Some 19 barges will be used to ship coal through the water route. The power major imports about 3 million tonnes ( mt) of coal every year to meet domestic fuel shortfall at the 2,600 MW Farakka plant.
The first consignment of 1,700 tonnes of imported coal has moved from the Sandheads port for the Farakka plant through the national waterways 1 ( Haldia-Allahabad route) today, a senior NTPC official said.
It would however be not easy for private-sector power firms to replicate this model for transporting imported coal to their power stations. This is because in the absence of assured use of the facility for a fixed period, the shipping lines might shy away from building the necessary loading and unloading infrastructure.
India's coal imports had risen to 135 million tonnes in 2012-13 and this year's imports are estimated to be 180 million tonnes. Whether use of waterways would be cost-effective would depend on various factors like the volumes and distance involved.
NTPC has been facing long delays in transporting imported coal to the plant due to uncertain availability of rakes from the railways and port congestion. With access to the inland shipping facility, NTPC should be able to bring some sort of certainty in transhipment of coal to the plant site and possibly also save on costs, though the company remains tight-lipped on quantum of potential savings.

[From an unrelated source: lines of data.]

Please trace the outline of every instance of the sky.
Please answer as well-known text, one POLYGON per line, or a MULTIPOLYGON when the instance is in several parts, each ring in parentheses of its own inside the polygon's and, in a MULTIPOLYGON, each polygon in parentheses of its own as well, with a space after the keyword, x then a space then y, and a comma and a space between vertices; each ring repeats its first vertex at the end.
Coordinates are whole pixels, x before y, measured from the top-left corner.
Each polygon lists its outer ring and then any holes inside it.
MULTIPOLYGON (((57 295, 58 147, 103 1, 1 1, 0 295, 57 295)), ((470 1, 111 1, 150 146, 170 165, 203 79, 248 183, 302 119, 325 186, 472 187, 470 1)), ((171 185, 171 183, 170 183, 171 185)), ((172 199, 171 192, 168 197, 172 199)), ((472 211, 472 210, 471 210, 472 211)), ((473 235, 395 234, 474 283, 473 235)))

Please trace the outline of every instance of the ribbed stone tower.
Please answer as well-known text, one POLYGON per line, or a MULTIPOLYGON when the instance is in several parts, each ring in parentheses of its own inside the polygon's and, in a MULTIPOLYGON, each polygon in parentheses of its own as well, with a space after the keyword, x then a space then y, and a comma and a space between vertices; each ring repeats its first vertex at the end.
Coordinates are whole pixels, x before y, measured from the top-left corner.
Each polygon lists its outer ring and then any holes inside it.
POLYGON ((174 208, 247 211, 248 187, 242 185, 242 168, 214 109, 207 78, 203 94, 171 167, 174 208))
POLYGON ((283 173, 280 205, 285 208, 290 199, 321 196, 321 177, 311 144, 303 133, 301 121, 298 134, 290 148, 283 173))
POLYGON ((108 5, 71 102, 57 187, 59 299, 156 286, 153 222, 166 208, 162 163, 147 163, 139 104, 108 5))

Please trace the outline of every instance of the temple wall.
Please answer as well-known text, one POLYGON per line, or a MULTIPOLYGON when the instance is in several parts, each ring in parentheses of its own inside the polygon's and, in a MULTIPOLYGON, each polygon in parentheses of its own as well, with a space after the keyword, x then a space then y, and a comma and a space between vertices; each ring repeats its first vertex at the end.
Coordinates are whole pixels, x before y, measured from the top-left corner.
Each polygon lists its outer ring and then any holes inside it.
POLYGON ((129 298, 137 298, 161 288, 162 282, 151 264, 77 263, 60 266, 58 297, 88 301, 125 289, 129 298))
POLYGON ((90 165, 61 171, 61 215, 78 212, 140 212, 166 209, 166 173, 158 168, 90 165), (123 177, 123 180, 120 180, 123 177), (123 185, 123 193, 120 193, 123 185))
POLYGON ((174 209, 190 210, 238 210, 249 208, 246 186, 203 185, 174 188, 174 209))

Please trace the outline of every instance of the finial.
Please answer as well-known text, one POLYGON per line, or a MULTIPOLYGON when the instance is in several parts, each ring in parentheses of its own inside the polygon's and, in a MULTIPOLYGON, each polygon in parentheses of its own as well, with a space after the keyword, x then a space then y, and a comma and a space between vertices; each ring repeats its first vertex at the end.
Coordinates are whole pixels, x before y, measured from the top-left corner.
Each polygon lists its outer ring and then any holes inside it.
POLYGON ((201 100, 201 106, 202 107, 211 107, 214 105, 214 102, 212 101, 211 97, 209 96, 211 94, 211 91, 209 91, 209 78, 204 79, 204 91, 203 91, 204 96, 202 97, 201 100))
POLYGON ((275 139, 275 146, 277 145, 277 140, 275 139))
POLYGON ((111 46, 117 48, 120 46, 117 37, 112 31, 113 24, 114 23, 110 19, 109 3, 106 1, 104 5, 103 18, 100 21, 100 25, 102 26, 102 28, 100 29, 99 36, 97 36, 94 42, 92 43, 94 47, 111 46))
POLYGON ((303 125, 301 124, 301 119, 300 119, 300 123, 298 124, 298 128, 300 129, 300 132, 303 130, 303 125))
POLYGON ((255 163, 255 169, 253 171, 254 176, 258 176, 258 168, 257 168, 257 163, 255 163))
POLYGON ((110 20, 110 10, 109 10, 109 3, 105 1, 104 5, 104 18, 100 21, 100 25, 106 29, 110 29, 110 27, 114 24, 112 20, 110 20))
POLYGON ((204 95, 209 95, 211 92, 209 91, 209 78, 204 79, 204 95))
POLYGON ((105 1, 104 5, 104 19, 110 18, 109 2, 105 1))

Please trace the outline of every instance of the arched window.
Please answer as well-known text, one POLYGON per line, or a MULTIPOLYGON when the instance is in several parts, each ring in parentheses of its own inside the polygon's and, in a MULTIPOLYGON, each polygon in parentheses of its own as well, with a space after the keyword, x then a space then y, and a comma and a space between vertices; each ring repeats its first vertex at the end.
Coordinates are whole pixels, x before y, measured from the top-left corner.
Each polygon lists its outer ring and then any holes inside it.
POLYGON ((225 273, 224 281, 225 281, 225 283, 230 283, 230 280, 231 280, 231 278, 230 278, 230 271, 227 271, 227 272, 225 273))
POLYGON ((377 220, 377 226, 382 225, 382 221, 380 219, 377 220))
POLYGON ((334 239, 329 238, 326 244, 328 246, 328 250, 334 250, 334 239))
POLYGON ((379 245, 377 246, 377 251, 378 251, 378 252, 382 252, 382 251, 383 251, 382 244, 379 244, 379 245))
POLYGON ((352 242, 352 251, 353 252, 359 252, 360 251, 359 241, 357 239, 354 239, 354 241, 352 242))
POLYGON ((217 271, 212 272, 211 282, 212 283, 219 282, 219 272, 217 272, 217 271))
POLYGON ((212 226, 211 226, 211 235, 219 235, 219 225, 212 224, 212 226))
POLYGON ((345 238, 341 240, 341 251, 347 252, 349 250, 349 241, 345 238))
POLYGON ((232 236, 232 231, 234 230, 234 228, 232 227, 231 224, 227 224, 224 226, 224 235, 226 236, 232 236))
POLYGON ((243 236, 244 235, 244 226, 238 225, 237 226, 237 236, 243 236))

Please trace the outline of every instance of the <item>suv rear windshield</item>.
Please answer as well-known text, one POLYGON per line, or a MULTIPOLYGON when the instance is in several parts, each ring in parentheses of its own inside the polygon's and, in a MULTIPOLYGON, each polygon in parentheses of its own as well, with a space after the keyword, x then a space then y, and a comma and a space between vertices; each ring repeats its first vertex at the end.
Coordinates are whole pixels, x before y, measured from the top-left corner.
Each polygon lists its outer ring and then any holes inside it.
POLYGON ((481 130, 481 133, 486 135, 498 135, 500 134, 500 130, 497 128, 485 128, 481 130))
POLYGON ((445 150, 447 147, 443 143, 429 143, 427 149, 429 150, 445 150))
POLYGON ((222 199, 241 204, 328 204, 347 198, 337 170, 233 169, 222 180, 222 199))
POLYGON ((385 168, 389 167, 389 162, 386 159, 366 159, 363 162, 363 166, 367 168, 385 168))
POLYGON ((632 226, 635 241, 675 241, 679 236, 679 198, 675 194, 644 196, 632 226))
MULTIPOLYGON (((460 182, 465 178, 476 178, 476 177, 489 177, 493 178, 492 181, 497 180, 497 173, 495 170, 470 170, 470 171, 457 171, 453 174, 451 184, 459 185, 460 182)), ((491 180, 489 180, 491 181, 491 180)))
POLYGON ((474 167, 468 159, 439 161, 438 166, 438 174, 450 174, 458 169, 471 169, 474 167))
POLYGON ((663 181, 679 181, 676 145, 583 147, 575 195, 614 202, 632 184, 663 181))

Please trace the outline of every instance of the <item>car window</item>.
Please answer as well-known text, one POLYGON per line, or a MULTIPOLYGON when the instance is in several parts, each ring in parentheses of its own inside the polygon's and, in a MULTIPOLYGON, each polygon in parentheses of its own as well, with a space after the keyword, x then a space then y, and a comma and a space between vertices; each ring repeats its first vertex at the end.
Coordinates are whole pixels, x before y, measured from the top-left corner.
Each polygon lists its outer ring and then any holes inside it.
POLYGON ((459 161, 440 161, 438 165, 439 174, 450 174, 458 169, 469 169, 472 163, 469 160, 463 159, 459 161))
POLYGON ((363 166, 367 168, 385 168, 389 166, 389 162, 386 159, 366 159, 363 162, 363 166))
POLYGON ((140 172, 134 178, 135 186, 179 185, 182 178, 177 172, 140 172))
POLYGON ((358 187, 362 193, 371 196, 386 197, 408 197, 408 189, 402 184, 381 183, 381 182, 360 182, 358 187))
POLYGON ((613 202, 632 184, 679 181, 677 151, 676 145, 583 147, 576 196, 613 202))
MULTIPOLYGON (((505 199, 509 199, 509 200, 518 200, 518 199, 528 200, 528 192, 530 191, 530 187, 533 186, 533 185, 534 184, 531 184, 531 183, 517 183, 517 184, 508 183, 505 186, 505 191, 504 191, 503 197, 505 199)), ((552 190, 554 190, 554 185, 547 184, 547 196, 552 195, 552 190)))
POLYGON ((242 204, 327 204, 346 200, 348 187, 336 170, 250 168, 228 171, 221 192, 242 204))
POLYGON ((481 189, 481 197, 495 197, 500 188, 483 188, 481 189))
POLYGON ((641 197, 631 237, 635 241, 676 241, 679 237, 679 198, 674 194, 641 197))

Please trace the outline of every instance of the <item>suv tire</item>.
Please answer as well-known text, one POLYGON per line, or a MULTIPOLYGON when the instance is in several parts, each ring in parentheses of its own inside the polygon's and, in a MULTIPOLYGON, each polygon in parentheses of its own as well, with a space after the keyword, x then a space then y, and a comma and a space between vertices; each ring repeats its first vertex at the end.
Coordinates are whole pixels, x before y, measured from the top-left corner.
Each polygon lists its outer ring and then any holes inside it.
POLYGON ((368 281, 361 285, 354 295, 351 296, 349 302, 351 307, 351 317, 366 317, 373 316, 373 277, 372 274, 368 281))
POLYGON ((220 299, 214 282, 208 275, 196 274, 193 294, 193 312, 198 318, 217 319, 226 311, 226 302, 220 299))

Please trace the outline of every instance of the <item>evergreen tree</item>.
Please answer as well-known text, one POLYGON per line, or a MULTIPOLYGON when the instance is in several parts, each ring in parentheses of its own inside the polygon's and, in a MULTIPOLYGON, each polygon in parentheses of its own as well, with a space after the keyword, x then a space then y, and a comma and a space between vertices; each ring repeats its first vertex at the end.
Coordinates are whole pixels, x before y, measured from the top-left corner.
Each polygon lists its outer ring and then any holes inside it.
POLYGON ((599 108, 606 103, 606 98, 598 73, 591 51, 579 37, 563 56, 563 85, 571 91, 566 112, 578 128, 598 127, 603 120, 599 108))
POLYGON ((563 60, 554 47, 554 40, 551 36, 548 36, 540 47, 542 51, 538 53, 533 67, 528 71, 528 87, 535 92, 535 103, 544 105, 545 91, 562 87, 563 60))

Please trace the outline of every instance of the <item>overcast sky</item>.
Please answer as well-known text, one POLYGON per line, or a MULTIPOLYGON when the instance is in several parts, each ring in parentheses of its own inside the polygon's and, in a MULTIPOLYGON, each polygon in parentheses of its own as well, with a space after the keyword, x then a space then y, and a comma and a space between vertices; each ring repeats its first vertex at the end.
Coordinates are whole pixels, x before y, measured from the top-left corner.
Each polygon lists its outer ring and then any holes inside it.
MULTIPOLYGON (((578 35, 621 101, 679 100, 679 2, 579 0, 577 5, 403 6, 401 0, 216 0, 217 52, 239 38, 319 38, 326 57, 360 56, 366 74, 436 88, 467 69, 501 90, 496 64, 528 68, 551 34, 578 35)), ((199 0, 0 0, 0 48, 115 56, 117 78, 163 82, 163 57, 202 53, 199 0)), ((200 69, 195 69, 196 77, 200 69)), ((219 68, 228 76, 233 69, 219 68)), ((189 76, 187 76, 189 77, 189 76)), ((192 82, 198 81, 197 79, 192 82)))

The Farakka port is 660 km away from the Sandheads port. According to NTPC sources, it will take three days to ship coal from the port to project site via the waterways.
The power PSU also plans to use the same waterway for shipping imported coal to Barh power plant in Bihar. NTPC plans to import 5 mt of coal annually for the Barh plant from the next year.
The project has been implemented under a tripartite agreement signed by NTPC, Inland Waterways Authority of India (IWAI) and Jindal ITF, the infrastructure arm of Jindal Saw. Being the project operator, Jindal ITF has made the entire investment for developing loading and unloading facilities and purchase of barges for transporting coal on behalf of NTPC.
It will be paid for its services by the power PSU. IWAI, for its part, is required to ensure least available depth (LAD) of 2.5 meter for minimum 330 days in a year and provide navigational support for smooth movement of barges, for which it will get wharfage charges from the operator.